À la suite de la conférence, Damas a confirmé qu’il ne participera à aucune réunion prévue à Paris et refuserait de négocier avec «toute partie cherchant à relancer l’ère du régime défunt sous n’importe quel nom ou couverture».

Il a exhorté le SDF à «s’engager sérieusement» dans la mise en œuvre de l’accord du 10 mars et a appelé les médiateurs internationaux à «déplacer toutes les discussions dans la capitale syrienne», décrivant Damas comme «l’adresse légitime et nationale du dialogue entre les Syriens».

Ahmed Al-Sharaa a été nommé président par intérim de la Syrie le 29/01/25.

Le 10 mars, la présidence syrienne a annoncé la signature d’un accord pour l’intégration du SDF dans les institutions d’État, réaffirmant l’unité territoriale du pays et rejetant toute tentative de division.
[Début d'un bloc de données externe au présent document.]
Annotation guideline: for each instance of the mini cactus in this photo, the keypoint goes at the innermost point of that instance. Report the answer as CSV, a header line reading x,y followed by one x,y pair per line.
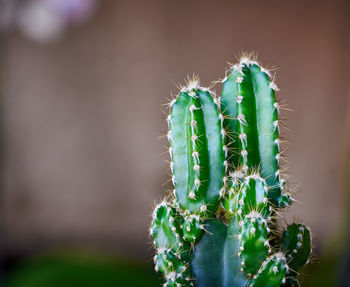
x,y
219,226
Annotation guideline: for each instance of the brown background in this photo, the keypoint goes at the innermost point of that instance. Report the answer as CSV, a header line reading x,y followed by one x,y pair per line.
x,y
82,117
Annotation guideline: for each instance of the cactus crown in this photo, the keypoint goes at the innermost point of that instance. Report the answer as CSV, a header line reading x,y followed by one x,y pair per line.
x,y
220,227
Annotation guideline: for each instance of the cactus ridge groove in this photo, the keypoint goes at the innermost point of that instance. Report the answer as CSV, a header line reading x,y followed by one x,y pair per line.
x,y
219,227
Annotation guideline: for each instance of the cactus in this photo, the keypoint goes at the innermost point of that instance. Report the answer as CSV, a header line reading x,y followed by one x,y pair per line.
x,y
219,227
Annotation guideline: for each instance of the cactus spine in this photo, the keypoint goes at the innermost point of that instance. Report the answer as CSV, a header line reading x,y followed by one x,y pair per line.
x,y
219,228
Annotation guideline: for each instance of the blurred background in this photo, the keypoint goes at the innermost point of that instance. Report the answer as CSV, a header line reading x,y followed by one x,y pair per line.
x,y
82,84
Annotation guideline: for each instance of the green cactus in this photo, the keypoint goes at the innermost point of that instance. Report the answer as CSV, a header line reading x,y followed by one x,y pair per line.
x,y
219,227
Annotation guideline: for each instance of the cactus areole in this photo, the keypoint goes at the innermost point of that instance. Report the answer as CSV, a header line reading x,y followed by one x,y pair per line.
x,y
218,228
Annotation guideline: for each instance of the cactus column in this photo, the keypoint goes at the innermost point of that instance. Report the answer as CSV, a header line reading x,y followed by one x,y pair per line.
x,y
218,227
251,115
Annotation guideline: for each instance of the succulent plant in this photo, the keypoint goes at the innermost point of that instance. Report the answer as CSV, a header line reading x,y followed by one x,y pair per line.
x,y
219,227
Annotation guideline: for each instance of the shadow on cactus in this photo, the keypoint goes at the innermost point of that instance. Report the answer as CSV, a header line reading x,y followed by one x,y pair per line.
x,y
219,228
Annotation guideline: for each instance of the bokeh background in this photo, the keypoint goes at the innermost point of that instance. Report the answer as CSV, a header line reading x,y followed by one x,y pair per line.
x,y
82,87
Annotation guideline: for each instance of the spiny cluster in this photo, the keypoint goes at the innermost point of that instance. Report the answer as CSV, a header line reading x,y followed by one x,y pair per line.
x,y
225,162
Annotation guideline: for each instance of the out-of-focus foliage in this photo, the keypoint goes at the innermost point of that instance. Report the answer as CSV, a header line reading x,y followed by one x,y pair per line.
x,y
80,270
44,20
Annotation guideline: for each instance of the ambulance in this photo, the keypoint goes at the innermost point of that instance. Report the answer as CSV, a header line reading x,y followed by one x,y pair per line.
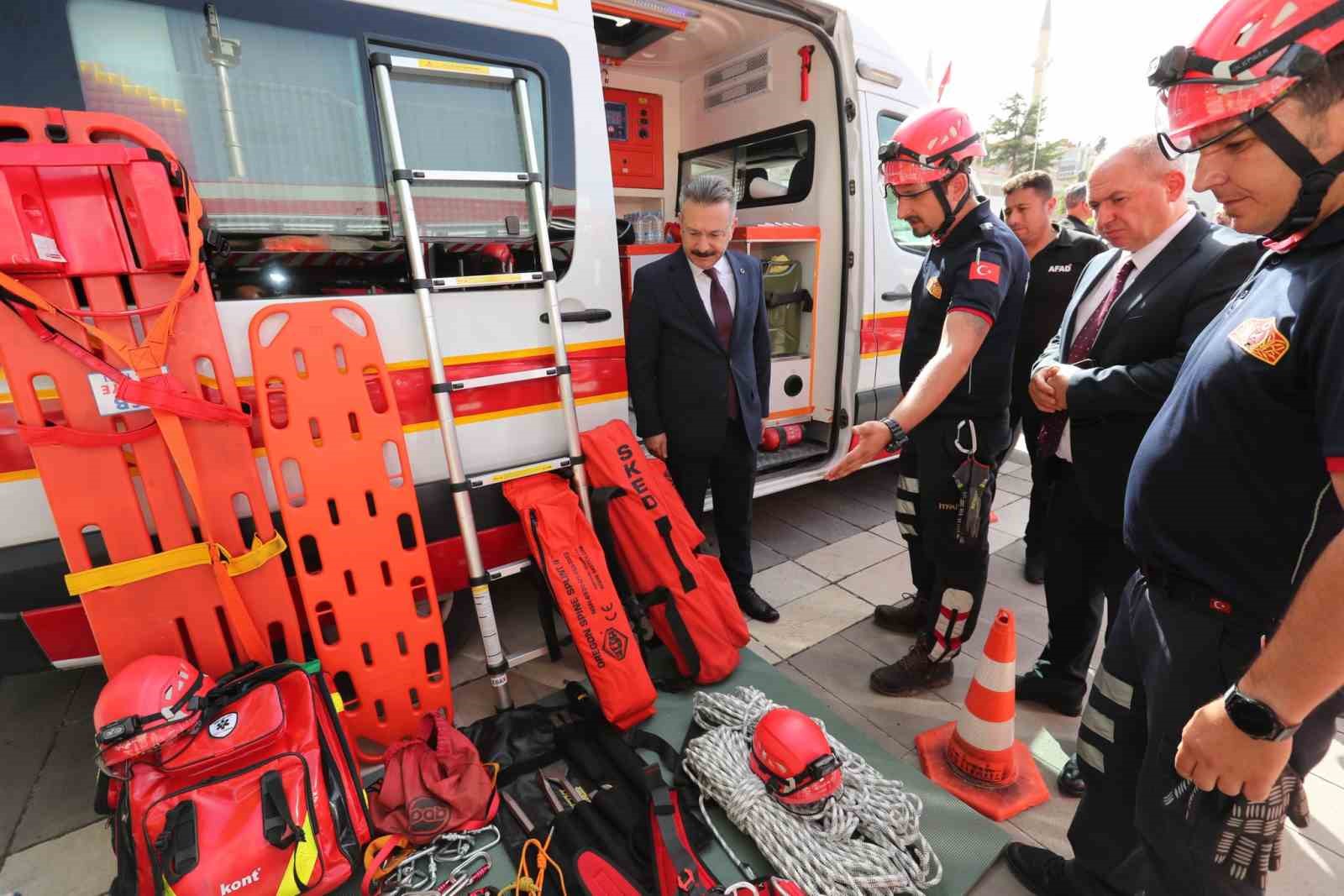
x,y
275,112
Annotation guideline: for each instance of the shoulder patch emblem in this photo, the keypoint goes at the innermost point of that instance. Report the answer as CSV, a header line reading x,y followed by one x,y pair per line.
x,y
1260,338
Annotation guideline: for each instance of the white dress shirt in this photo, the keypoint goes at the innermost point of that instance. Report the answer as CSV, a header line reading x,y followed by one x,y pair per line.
x,y
1142,258
702,282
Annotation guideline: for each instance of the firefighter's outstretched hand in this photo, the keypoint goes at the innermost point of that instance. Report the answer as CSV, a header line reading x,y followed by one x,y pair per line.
x,y
1214,752
873,443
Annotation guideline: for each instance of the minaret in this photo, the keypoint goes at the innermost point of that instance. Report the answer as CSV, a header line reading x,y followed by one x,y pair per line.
x,y
1038,85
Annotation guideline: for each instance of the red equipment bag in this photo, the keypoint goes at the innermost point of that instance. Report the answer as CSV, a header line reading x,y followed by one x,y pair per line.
x,y
434,783
571,562
687,594
265,793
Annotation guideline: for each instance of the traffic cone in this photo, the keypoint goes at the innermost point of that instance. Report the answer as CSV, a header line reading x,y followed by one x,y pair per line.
x,y
976,758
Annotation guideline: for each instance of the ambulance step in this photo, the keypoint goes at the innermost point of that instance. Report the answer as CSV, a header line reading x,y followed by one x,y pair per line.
x,y
799,453
475,177
496,477
440,284
438,69
507,570
499,379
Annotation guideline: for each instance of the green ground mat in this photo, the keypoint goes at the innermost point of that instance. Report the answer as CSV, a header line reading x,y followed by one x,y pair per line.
x,y
965,841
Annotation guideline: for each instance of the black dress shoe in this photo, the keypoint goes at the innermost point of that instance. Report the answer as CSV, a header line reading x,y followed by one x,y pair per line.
x,y
1039,871
754,606
1035,569
1072,779
1063,698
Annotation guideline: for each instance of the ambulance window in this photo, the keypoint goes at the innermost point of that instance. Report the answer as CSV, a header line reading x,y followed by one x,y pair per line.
x,y
900,231
277,127
769,168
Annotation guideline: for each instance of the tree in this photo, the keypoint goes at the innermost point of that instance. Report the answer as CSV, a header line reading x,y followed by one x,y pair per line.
x,y
1012,137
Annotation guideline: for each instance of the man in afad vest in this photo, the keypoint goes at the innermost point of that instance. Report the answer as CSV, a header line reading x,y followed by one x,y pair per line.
x,y
956,375
1220,678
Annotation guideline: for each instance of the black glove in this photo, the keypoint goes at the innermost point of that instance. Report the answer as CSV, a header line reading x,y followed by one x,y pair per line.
x,y
1250,844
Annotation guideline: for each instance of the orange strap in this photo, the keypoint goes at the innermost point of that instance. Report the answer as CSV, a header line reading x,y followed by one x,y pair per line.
x,y
147,360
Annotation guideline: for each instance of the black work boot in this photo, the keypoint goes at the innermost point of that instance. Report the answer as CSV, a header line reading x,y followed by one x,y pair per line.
x,y
913,672
906,617
1045,873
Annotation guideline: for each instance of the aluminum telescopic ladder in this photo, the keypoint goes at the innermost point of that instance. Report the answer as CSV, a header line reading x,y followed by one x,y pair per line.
x,y
385,66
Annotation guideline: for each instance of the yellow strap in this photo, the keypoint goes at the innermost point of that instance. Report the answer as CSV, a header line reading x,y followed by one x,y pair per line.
x,y
183,558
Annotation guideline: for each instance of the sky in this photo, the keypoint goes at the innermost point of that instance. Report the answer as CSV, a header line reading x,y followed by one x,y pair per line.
x,y
1095,83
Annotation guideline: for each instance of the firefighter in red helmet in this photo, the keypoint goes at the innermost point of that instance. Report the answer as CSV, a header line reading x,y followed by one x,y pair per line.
x,y
956,371
1220,683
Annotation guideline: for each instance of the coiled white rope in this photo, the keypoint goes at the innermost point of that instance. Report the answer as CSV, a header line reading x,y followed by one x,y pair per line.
x,y
867,840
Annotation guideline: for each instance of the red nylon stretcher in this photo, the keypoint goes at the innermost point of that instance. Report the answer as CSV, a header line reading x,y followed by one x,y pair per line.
x,y
98,275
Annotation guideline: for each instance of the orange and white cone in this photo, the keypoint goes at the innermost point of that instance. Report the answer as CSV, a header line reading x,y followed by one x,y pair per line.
x,y
976,758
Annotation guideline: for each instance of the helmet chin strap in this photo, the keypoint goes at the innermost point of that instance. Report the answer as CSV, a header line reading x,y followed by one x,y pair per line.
x,y
1316,176
948,211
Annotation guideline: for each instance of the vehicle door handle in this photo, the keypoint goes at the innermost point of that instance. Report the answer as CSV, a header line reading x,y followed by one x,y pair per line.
x,y
588,316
Le SDF est dominé par le YPG, la branche syrienne du PKK.

Bashar al-Assad, le chef tyrannique de la Syrie depuis près de 25 ans, s’est enfui en Russie en décembre, mettant fin au règne despotique du parti Baath, qui était au pouvoir depuis 1963. Une nouvelle administration transitoire dirigée par l’actuel président Ahmed Al-Sharaa a été formée en janvier.